Le gouvernement de la République s’en est rendu compte : il a fait savoir tout de suite, par la voix de la presse, qu’il allait demander un crédit d’un demi-milliard pour procéder à des améliorations devenues urgentes dans notre armement. C’est fort bien et on ne peut qu’applaudir à cette initiative ; mais, après l’avoir approuvée, il faut en constater l’insuffisance. S’il y a dans notre armement des imperfections à réparer, et si cette réparation est d’une extrême urgence, comment ne s’en est-on pas aperçu plus tôt ? Et si on s’en est aperçu, pourquoi n’a-t-on rien fait ? Pourquoi enfin a-t-on attendu la manifestation d’un danger direct et immédiat, venu du dehors, pour demander aux Chambres les crédits indispensables ? On nous dit sans cesse, on nous a encore répété ces jours derniers que, parmi les reconstitutions et les réorganisations que la France devait à la République, figurait au premier rang celle de l’armée. Ce sont là de belles paroles ; elles font très bien à la tribune de la Chambre et dans des professions de foi électorales : le malheur est que, lorsque le moment vient de demander à l’armée un effort de quelque importance, on reconnaît aussitôt qu’elle n’est pas à même de le fournir. Rendons grâce une fois de plus à l’Allemagne : nous lui devrons d’avoir corrigé quelques-uns des défauts de notre armement ou d’en avoir complété certains élémens. Mais hâtons-nous de dire que cela n’est rien et que le gouvernement doit maintenant demander au pays un tout autre sacrifice, plus difficile et plus méritoire.

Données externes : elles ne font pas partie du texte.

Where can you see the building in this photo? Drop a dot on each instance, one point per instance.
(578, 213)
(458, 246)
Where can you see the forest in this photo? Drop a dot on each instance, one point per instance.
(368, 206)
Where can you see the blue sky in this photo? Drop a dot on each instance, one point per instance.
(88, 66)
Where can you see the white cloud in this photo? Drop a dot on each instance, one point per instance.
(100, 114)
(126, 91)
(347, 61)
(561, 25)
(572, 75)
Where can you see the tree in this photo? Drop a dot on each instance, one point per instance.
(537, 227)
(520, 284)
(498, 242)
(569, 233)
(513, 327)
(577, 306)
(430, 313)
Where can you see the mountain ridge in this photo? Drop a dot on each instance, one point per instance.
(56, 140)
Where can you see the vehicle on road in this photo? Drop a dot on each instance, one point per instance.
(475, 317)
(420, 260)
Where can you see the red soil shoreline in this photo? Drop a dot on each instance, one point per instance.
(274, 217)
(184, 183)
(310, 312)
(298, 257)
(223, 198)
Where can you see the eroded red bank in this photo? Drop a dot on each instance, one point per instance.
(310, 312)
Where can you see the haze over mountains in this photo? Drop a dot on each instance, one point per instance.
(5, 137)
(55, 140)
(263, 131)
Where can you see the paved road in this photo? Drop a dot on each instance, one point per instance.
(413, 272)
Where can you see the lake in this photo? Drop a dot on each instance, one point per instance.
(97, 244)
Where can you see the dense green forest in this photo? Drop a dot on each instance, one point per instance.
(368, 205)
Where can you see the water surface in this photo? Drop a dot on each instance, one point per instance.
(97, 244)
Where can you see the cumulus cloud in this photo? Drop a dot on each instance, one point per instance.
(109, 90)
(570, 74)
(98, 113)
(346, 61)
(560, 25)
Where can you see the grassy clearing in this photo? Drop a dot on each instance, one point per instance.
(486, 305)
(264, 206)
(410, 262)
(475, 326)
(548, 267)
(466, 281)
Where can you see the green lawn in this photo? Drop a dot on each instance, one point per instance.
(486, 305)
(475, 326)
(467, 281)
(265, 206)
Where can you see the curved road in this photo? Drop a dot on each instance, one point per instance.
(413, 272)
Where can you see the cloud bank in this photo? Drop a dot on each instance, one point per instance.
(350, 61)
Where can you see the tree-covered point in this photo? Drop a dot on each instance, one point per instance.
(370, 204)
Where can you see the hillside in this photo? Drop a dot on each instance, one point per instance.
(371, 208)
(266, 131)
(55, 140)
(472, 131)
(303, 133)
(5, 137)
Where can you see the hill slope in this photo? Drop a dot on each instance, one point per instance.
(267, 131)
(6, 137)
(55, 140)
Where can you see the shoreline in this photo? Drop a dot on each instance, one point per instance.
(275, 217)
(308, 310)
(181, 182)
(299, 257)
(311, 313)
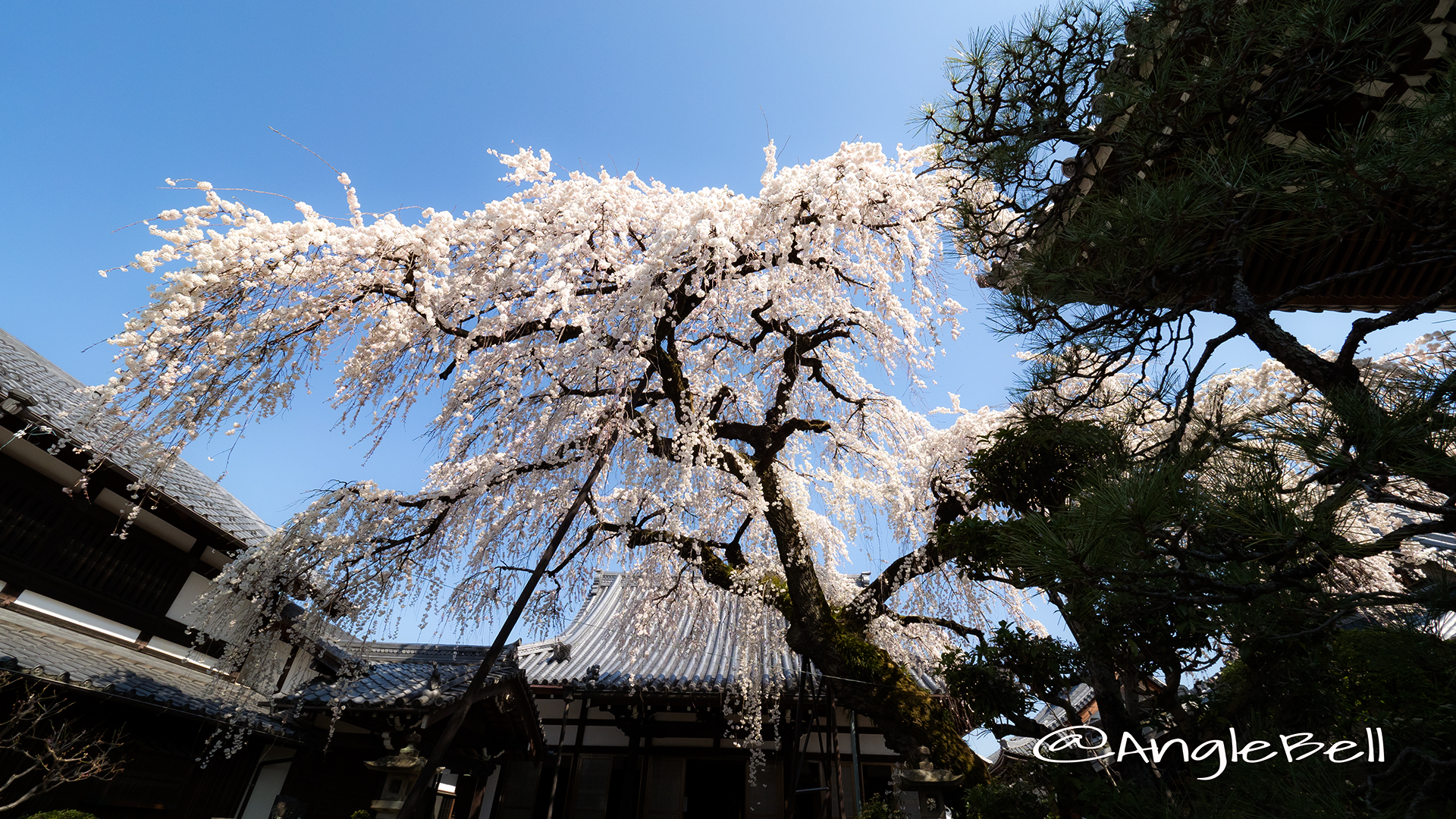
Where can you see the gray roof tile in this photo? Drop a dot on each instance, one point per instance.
(58, 654)
(58, 398)
(696, 651)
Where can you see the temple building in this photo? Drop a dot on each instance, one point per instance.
(102, 621)
(701, 719)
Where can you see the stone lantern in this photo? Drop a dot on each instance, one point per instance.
(932, 786)
(400, 773)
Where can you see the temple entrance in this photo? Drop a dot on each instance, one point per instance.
(714, 789)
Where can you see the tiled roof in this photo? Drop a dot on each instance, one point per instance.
(406, 675)
(57, 397)
(61, 656)
(696, 649)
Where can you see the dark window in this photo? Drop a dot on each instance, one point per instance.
(714, 789)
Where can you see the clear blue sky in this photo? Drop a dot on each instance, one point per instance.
(104, 101)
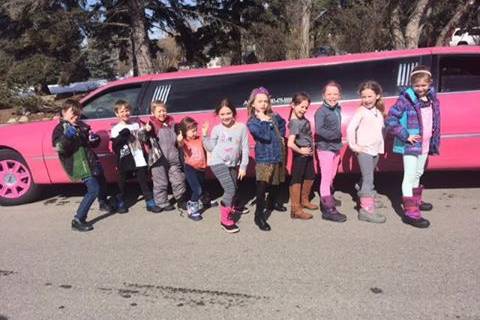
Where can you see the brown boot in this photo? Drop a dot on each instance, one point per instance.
(297, 211)
(306, 188)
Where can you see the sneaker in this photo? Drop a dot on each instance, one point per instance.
(105, 207)
(120, 206)
(182, 205)
(417, 223)
(194, 210)
(241, 210)
(78, 225)
(334, 216)
(230, 229)
(152, 207)
(169, 207)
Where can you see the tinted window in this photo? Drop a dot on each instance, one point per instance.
(102, 106)
(459, 73)
(474, 32)
(204, 93)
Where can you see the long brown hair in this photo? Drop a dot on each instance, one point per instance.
(377, 88)
(298, 98)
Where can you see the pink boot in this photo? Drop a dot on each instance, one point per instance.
(226, 221)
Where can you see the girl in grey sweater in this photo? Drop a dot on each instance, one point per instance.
(228, 144)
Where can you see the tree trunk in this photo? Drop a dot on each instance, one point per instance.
(415, 24)
(305, 29)
(140, 47)
(398, 37)
(461, 11)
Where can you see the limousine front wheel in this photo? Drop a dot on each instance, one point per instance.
(16, 182)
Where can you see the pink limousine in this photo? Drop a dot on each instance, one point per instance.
(28, 161)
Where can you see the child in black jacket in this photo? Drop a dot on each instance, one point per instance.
(74, 141)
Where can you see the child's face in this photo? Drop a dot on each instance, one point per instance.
(260, 103)
(368, 98)
(332, 95)
(226, 116)
(192, 133)
(421, 87)
(123, 113)
(300, 109)
(160, 113)
(70, 116)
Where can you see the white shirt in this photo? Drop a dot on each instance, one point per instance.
(134, 144)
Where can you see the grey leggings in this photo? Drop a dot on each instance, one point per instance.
(228, 179)
(367, 163)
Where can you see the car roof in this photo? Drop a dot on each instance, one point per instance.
(289, 64)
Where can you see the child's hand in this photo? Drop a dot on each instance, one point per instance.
(241, 174)
(262, 116)
(180, 137)
(413, 139)
(124, 133)
(70, 132)
(205, 128)
(306, 151)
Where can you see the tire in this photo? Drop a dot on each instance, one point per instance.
(16, 181)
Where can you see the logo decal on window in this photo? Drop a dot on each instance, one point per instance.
(161, 93)
(404, 70)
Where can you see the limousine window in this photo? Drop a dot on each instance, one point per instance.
(204, 93)
(102, 106)
(459, 73)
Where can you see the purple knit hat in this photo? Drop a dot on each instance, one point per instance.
(259, 90)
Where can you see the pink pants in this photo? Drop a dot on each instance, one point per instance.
(328, 169)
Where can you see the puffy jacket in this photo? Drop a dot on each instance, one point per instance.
(328, 128)
(166, 135)
(76, 155)
(405, 119)
(268, 143)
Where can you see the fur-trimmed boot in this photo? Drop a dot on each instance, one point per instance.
(226, 221)
(423, 206)
(261, 218)
(296, 209)
(412, 214)
(306, 188)
(367, 211)
(329, 211)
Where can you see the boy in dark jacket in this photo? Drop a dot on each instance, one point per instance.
(74, 141)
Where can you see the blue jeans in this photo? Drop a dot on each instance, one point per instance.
(195, 179)
(96, 186)
(413, 168)
(93, 190)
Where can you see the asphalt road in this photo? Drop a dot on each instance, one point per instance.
(146, 266)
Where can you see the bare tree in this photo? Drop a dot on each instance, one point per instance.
(462, 10)
(409, 37)
(142, 61)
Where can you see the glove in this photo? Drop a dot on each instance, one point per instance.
(93, 137)
(124, 133)
(71, 132)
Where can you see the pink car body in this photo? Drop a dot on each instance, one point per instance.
(27, 158)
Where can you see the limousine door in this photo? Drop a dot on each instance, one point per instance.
(459, 95)
(98, 113)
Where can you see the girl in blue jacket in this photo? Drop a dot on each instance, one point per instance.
(268, 131)
(414, 121)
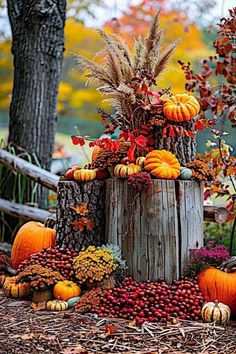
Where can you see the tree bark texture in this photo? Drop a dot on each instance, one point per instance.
(71, 194)
(183, 147)
(155, 229)
(38, 45)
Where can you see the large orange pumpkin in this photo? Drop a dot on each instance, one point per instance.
(31, 238)
(84, 175)
(162, 164)
(65, 290)
(181, 107)
(216, 284)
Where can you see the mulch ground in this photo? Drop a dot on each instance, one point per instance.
(24, 330)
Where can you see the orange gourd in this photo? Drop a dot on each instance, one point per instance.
(140, 161)
(181, 107)
(84, 175)
(162, 164)
(216, 284)
(31, 238)
(65, 290)
(124, 171)
(96, 152)
(215, 312)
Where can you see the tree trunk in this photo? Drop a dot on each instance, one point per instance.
(183, 147)
(155, 229)
(71, 194)
(38, 44)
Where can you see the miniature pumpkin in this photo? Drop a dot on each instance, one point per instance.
(185, 173)
(57, 305)
(215, 312)
(181, 107)
(162, 164)
(3, 278)
(218, 284)
(64, 290)
(15, 290)
(31, 238)
(84, 175)
(96, 152)
(140, 161)
(71, 302)
(123, 171)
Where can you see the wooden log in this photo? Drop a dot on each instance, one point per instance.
(156, 228)
(71, 194)
(39, 175)
(23, 211)
(215, 214)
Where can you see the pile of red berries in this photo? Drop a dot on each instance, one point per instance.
(152, 301)
(55, 259)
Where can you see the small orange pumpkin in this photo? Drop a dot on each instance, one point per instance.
(124, 171)
(96, 152)
(57, 305)
(16, 290)
(215, 312)
(65, 290)
(181, 107)
(3, 278)
(84, 175)
(162, 164)
(216, 284)
(31, 238)
(140, 161)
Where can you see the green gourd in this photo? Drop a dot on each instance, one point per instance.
(72, 301)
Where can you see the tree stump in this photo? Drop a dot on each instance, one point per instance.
(71, 194)
(156, 228)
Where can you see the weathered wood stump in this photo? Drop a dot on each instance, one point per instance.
(71, 194)
(156, 228)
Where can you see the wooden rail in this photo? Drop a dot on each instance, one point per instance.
(27, 169)
(24, 211)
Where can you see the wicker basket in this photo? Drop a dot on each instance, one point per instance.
(41, 296)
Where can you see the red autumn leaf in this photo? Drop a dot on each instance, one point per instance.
(171, 131)
(81, 209)
(141, 141)
(130, 153)
(123, 136)
(76, 140)
(83, 223)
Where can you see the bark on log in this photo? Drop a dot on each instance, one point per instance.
(23, 211)
(156, 228)
(215, 214)
(37, 46)
(27, 169)
(183, 147)
(69, 195)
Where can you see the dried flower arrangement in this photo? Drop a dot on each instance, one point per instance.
(149, 118)
(39, 277)
(94, 264)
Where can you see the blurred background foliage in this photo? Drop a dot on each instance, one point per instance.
(77, 104)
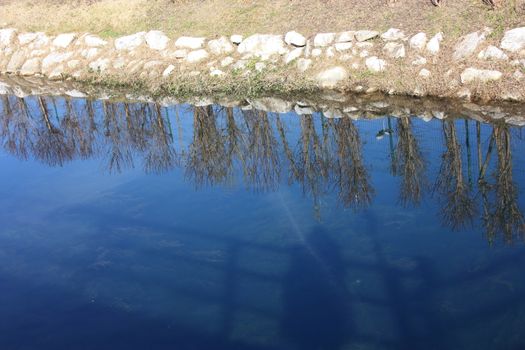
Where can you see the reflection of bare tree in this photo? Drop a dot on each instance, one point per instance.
(160, 155)
(408, 162)
(352, 178)
(15, 129)
(51, 145)
(506, 216)
(261, 165)
(458, 207)
(119, 154)
(207, 153)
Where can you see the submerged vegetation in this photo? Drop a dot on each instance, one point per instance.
(327, 156)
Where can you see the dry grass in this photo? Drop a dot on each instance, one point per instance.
(210, 17)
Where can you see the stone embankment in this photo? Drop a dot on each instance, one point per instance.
(393, 62)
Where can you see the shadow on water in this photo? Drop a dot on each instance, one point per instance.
(315, 310)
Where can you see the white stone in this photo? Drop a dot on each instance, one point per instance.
(236, 39)
(26, 38)
(295, 39)
(364, 35)
(30, 67)
(54, 58)
(7, 36)
(514, 40)
(393, 34)
(303, 64)
(395, 50)
(324, 39)
(263, 45)
(260, 66)
(130, 42)
(217, 73)
(188, 42)
(180, 54)
(99, 65)
(156, 40)
(73, 64)
(375, 64)
(151, 64)
(94, 41)
(64, 40)
(340, 47)
(331, 77)
(419, 61)
(472, 74)
(293, 55)
(493, 53)
(227, 61)
(167, 72)
(433, 45)
(317, 52)
(90, 53)
(418, 41)
(345, 37)
(425, 73)
(197, 56)
(220, 46)
(468, 45)
(518, 75)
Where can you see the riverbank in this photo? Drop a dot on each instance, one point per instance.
(477, 66)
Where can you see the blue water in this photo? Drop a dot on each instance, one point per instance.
(135, 226)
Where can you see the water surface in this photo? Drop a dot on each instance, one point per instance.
(133, 226)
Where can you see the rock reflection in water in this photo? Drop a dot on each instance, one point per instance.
(260, 149)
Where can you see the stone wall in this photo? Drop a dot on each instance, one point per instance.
(330, 60)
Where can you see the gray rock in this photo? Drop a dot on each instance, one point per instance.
(433, 45)
(54, 58)
(468, 45)
(364, 35)
(514, 40)
(236, 39)
(375, 64)
(493, 53)
(26, 38)
(130, 42)
(395, 50)
(424, 73)
(331, 77)
(188, 42)
(220, 46)
(271, 104)
(6, 36)
(303, 64)
(482, 75)
(324, 39)
(341, 47)
(263, 45)
(345, 37)
(156, 40)
(197, 56)
(94, 41)
(293, 55)
(418, 41)
(419, 61)
(64, 40)
(393, 34)
(100, 65)
(30, 67)
(227, 61)
(295, 39)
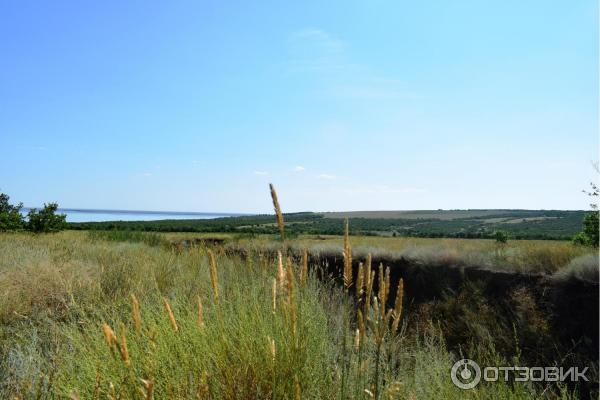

Bien que notre situation financière soit, elle aussi, sérieuse et inquiétante, toutes les fois qu’on demandera aux Chambres de l’argent pour la défense nationale, on l’obtiendra sans trop de peine ; mais quand on leur demandera des hommes, le résultat sera moins assuré. Or c’est d’hommes que nous avons besoin. La crise dont notre armée souffre est avant tout celle qui résulte de la pénurie des effectifs, et la pénurie des effectifs résulte de la loi qui a établi chez nous le service de deux ans. Cette loi a été funeste ; on s’en aperçoit aujourd’hui et une clameur générale s’est élevée contre elle ; elle est poussée par les hommes les plus compétens, et les autres font chorus. L’opinion, — nous parlons de celle qui est exprimée par les journaux, — n’est pas loin d’être unanime et, malgré cela, nous nous demandons si le service de deux ans sera supprimé et si le service de trois ans sera rétabli.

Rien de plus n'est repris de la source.